Improving unemployment rates are seen as feeding consumer confidence, which has been a boon to the dining and retail industries in recent years. A rebound in consumer spending helped bolster restaurant receipts shortly after the financial crisis ebbed in 2010. In July 2010, a tax Miami-Dade charges most mainland restaurants returned to record levels, after dropping 4 percent in 2008.

“Tourism has helped,’’ Robert Cruz, Miami-Dade’s economist, said of growing restaurant jobs. “But consumers are spending again. That’s why they’re more willing to go out to dinner.”

Broward’s restaurant industry isn’t large enough to get its own category in monthly job reports, but its hospitality sector accounted for 22 percent of the new jobs in March, behind retail and healthcare. In Miami-Dade, the restaurant industry’s two-plus years of hiring is second only to healthcare’s stunning record of flat or growing payrolls since June 2000.
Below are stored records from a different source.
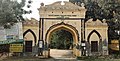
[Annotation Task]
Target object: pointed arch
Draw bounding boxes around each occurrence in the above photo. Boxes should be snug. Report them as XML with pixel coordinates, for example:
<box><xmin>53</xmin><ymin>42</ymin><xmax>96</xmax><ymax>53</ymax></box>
<box><xmin>45</xmin><ymin>22</ymin><xmax>79</xmax><ymax>43</ymax></box>
<box><xmin>87</xmin><ymin>30</ymin><xmax>102</xmax><ymax>42</ymax></box>
<box><xmin>23</xmin><ymin>29</ymin><xmax>37</xmax><ymax>43</ymax></box>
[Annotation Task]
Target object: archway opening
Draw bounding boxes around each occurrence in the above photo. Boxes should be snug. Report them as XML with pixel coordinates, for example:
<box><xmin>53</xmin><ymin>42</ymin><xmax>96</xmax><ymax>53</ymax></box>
<box><xmin>50</xmin><ymin>29</ymin><xmax>73</xmax><ymax>58</ymax></box>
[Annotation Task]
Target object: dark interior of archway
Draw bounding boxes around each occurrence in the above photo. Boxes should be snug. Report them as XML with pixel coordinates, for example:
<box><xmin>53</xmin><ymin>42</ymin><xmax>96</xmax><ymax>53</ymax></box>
<box><xmin>50</xmin><ymin>29</ymin><xmax>73</xmax><ymax>49</ymax></box>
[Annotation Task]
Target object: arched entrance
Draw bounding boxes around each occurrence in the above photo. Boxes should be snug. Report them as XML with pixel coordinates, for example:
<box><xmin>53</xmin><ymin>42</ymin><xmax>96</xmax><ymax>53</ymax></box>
<box><xmin>23</xmin><ymin>29</ymin><xmax>37</xmax><ymax>52</ymax></box>
<box><xmin>87</xmin><ymin>30</ymin><xmax>102</xmax><ymax>55</ymax></box>
<box><xmin>45</xmin><ymin>22</ymin><xmax>79</xmax><ymax>56</ymax></box>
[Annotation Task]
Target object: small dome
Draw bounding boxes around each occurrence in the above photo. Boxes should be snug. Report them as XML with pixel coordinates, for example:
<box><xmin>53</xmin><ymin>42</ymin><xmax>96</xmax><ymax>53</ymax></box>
<box><xmin>40</xmin><ymin>3</ymin><xmax>44</xmax><ymax>6</ymax></box>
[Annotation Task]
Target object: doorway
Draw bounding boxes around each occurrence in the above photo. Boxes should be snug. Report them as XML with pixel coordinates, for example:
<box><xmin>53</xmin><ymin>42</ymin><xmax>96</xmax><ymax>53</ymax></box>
<box><xmin>25</xmin><ymin>41</ymin><xmax>32</xmax><ymax>52</ymax></box>
<box><xmin>91</xmin><ymin>41</ymin><xmax>98</xmax><ymax>52</ymax></box>
<box><xmin>50</xmin><ymin>29</ymin><xmax>73</xmax><ymax>58</ymax></box>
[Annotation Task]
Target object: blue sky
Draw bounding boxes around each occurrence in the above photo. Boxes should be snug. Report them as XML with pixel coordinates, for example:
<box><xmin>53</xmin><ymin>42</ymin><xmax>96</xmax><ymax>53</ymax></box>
<box><xmin>18</xmin><ymin>0</ymin><xmax>69</xmax><ymax>20</ymax></box>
Pastry chef Mayde Montesano found herself jobless in November when her employer at the time, Miami Beach’s Kane Steakhouse, abruptly closed. On Friday, Monstesano was back at work at Juvia, where she spent part of the morning preparing a stylized Snickers bar that includes coconut-lime ice cream

“I love it so far,’’ the 49-year-old said during a break. She talked to six restaurants before settling on Juvia for her next job. Though pastry-chef slots were hard to find, Montesano said openings were plentiful in kitchens throughout South Beach “There were a lot for line cooks,’’ she said.

Juan Carlos Barrera, owner of downtown’s La Moon, said business has been brisk in recent years at the Colombian hot dog restaurant. Job applications? Not so much.

“This last year has been really hard to find workers,’’ he said. “Kitchen, management, deliveries, waitresses, hostessing — everything.”